Nio, a Chinese electric carmaker, just filed for a $1.8B IPO on the New York Stock Exchange. They have some major big backers as well, including Baidu, Tencent and more — and yet, they’ve shipped fewer than 500 cars.
The company faces many of the same challenges as American rival Tesla, but has chosen to solve them in a different way. Now it’s up to the market to decide whether investors — and consumers — buy what Nio is selling.
Shocker: Making electric cars is expensive
Founded in 2016, Nio lost $374m that year and $759m in 2017. Now in its first year of actual sales, the company has already lost another $503m — while bringing in just $6.9m in revenue.
But, according to Nio executives, 17k cars have already been reserved. Despite having shipped few cars in its home market, Nio plans to expand quickly to the US and other global markets.

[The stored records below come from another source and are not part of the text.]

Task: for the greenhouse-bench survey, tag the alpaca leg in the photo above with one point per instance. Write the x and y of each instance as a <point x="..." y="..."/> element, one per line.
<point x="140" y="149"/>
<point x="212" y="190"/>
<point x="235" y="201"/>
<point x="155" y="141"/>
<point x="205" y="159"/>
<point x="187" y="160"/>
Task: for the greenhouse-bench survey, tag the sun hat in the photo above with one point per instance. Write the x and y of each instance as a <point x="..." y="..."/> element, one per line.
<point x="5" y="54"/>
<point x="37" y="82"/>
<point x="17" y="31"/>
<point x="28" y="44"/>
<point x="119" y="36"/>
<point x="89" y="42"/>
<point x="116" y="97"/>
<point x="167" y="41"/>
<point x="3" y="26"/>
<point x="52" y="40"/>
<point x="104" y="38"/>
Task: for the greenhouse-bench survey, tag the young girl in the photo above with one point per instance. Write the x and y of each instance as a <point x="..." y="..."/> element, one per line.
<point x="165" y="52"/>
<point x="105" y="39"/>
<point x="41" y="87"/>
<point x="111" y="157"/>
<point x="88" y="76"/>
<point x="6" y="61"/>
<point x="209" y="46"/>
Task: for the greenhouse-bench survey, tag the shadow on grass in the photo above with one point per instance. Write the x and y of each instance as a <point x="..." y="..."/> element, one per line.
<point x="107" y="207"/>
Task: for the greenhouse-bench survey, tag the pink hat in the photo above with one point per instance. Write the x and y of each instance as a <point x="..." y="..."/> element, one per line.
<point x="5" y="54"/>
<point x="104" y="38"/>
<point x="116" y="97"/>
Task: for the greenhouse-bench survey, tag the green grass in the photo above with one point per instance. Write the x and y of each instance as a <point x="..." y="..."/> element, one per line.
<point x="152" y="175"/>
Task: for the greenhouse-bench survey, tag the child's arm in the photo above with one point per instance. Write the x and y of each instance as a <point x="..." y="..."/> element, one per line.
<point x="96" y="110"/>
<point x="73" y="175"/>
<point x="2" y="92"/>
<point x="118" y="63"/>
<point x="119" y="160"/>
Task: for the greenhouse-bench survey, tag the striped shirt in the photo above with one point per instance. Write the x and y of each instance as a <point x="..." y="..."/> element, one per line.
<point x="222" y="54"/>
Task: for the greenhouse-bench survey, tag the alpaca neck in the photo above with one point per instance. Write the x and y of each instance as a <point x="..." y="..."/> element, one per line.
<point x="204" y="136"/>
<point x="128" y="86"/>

Much like Tesla, Nio claims that its cars will start rolling off the shelves once the company has dialed in all its distribution infrastructure.
Tesla and Nio have verrry different models
Yes, yes, different car models… but also different business models.
Manic Musk and the Tesla team took a vertically integrated approach, building components in-house and setting up a charging grid. Nio went the opposite direction, outsourcing production and relying on battery swapping and roving trucks to charge.
Nio faces many of Tesla’s same cash flow problems — plus less control over production and infrastructure and a corporate structure that could slow production down even further.